Project_1: The project consists of chosing a subject of interest, finding and analyzing the data and writing a nontechnical data science blog post. The process follows the CRISP-DM methodology. The 2020 Stack Overflow developers survey data is explored.
In the first part, the salaries between data and other developers are compared using a Z-test for independent means. In the second part a machine learning model based on a Random Forest Classifier is used to predict job satisfaction for data developers. The work is done in a Jupyter Notebook, the code is written in Python 3 using NumPy and Pandas.
Project_2: Given a large set of text documents (disaster messages), perform multi-label classification, using supervised machine learning methods. The outcome provides a list of categories each message that is typed in an API belongs to.

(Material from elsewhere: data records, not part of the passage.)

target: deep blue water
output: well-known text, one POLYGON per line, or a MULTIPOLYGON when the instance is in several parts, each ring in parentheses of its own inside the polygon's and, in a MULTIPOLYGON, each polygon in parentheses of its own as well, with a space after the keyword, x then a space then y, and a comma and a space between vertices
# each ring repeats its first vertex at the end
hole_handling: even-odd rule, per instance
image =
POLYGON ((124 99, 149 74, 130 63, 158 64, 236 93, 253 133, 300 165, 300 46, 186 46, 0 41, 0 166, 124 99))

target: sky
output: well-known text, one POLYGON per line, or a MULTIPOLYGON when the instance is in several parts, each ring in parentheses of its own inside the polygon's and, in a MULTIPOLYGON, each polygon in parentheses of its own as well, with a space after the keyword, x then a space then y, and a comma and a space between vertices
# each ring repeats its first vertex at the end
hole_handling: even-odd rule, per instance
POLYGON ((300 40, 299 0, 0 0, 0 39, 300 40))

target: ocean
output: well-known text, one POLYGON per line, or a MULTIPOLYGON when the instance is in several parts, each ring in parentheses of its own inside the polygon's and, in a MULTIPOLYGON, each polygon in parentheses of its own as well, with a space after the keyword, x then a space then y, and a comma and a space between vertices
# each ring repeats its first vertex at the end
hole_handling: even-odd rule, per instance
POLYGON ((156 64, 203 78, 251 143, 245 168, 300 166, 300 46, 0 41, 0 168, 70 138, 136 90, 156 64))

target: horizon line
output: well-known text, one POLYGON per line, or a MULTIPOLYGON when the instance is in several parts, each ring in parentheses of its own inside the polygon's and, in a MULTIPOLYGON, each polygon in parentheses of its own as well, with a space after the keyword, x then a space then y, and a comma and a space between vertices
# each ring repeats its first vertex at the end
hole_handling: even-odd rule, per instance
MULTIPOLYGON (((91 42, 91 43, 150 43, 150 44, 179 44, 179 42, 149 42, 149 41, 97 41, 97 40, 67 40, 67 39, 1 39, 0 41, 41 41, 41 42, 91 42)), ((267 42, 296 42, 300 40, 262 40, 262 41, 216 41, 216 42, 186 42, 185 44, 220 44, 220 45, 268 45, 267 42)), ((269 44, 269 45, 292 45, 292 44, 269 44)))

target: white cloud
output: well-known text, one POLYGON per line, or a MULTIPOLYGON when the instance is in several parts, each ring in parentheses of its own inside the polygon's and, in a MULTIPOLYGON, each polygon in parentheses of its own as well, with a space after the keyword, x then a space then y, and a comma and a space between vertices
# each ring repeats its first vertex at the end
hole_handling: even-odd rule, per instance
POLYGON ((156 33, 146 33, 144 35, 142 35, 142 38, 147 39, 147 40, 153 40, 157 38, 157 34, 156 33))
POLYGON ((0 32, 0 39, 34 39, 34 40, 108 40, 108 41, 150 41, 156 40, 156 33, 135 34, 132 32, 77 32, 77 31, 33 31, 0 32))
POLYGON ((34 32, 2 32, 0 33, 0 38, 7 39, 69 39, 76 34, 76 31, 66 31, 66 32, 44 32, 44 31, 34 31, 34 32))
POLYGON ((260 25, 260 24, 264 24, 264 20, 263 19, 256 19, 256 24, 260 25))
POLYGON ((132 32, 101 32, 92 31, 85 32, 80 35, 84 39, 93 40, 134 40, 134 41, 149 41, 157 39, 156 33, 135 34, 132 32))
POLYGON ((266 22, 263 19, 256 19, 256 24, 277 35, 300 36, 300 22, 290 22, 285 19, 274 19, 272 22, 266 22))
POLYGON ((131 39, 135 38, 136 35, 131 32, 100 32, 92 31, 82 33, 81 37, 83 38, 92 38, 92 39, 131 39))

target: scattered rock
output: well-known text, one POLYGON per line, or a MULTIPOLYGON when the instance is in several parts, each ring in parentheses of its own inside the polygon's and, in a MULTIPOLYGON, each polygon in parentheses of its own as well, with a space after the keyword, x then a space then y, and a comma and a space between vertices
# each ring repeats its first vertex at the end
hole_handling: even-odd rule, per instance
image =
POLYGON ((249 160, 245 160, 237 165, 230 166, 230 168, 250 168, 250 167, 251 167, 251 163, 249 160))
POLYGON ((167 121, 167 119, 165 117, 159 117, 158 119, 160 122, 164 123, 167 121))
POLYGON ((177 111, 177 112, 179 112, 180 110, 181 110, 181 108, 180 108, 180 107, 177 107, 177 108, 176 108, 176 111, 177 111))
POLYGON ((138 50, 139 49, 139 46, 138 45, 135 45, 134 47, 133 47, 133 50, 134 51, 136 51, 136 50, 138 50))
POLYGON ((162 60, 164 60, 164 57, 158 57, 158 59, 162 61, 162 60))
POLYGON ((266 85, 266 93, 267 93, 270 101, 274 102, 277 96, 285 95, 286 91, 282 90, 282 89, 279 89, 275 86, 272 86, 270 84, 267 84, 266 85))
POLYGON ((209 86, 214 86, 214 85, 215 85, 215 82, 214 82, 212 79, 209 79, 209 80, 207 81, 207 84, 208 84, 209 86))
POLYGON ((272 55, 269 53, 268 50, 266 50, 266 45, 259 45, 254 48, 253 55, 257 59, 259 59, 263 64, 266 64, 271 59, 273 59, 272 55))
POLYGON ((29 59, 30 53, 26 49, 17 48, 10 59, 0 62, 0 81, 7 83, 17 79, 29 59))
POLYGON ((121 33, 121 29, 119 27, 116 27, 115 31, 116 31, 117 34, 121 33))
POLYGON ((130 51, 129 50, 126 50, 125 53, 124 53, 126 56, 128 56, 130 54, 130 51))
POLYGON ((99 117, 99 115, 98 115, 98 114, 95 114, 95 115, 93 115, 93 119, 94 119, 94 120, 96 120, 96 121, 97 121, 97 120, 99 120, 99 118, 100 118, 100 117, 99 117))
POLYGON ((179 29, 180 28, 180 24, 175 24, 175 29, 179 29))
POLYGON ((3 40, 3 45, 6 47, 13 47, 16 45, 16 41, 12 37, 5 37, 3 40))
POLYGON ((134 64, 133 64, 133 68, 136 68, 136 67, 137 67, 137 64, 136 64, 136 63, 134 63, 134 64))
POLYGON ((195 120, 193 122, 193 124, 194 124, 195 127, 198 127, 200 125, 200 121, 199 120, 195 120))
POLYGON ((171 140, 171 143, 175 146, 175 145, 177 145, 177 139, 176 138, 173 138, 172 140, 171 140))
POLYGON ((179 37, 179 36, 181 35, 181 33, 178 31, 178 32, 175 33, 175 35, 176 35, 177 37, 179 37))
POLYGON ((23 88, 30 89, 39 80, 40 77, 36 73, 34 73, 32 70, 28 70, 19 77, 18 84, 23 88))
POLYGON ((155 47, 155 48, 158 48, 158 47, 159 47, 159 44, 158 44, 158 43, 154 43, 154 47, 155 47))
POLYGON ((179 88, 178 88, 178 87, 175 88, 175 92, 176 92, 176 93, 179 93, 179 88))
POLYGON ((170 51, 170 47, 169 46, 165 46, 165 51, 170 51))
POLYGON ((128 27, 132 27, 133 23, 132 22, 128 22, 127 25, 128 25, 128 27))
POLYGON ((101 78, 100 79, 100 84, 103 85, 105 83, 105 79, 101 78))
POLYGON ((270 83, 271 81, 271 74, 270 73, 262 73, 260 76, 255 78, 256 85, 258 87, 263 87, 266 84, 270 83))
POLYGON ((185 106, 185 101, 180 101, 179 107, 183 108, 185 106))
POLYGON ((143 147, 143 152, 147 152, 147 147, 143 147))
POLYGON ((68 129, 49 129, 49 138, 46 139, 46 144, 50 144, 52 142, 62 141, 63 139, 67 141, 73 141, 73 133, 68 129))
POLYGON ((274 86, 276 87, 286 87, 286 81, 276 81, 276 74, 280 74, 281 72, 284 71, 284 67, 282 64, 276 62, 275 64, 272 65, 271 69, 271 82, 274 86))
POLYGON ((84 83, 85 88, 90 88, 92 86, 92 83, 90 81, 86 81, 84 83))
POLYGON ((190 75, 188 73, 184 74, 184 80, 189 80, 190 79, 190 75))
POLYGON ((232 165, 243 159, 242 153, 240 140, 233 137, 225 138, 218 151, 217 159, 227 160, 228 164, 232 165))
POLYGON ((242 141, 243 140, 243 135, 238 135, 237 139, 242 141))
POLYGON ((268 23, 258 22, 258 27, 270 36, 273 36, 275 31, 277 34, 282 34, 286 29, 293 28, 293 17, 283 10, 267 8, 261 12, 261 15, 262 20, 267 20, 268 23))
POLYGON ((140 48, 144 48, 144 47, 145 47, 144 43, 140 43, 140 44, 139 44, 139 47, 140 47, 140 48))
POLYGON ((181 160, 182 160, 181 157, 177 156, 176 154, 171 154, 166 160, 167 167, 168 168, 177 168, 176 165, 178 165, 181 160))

A Random Forest Classifier is used as a benchmark model. The final model is based on an Ada Boost Classifier wrapped in a MultiOutput Classifier, tuned via grid search with cross validation. The work is done in Jupyter notebooks, using Python data science libraries Numpy and Pandas, visualizations are created in Matplotlib and Plotly, the text is analyzed with NLTK NLP library. A Flask web app is created and deployed on the Heroku platform.
Project_3: We analyze the interactions that users have with articles on the IBM Watson Studio platform, and make recommendations to them about new articles. The following recommenders are built: rank-based, user-user based collaborative filtering, content based and matrix factorization.
The work is done in Jupyter notebooks, using Python data science libraries from Sklearn, visualizations are created in Matplotlib, the text is analyzed with NLTK NLP library.
Project_4: We are investigating and predicting churn for a fictional music platform called Sparkify. This is a binary classification problem, in which the algorithm has to identify which users are most likely to churn. The best performing classifiers are a Multilayer Perceptron and a Gradient Boosted Tree. The results are further improved using a Meta Classifier Linear Regression stacking model.
The code is written on an Anaconda Jupyter Notebook with a Python3 kernel. Additional libraries and modules used are PySpark, Pandas, Numpy, Matplotlib, Seaborn. The full dataset is trained on an AWS-EMR cluster.